She’s also working on community tie-ins and other initiatives to bring seniors the music they grew up with. Through her leadership, Sing For Your Seniors was already able to bring members of the Renaissance Church choir to perform at the Central Harlem Senior Center.

“I just think the more humanities we present people with, the more interested and connected we all are,” she said.

As the organization moves into a new season of changes, both Bair and Vanderbeck have the full support of the Sing For Your Seniors board, including its president, Tim Hausmann. The board recognizes the tireless work of Vanderbeck and acknowledges the excitement of Bair taking the reigns.

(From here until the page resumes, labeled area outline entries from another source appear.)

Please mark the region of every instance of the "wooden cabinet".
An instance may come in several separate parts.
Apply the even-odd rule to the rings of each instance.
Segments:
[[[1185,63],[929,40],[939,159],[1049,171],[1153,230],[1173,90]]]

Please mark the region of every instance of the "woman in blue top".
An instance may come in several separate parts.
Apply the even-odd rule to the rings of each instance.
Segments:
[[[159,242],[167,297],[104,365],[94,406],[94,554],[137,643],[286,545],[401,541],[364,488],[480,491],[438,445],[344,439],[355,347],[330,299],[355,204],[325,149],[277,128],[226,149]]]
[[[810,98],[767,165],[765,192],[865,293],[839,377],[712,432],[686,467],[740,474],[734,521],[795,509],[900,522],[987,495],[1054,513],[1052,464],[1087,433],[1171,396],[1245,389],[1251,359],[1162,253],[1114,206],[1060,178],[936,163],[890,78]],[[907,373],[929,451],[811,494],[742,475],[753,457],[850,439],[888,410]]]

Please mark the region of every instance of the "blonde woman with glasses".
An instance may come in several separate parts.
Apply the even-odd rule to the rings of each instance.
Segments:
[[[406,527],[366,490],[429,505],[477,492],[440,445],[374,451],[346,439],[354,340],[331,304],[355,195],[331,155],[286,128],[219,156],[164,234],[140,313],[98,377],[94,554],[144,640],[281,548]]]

To celebrate and honor the outgoing Producing Artistic Director, the Jackie Vanderbeck Legacy Fund has been established with a goal of raising $10,000 by the end of the year. The fund will focus on creating new opportunities to serve seniors with dementia – a personal passion of Vanderbeck’s – in the New York tri-state area and in Sacramento, California.

“There is impact we can have beyond this one connection,” Hausmann said. “It’s about implementing the learnings from the last 20 years, which are totally a continuation of our missions, they’re just more fully actualized.”

With Vanderbeck’s guidance and return to the “boots-on-the-ground” mission, as she said, and Bair’s fresh ideas, Sing For Your Seniors looks to the next 20 years and beyond.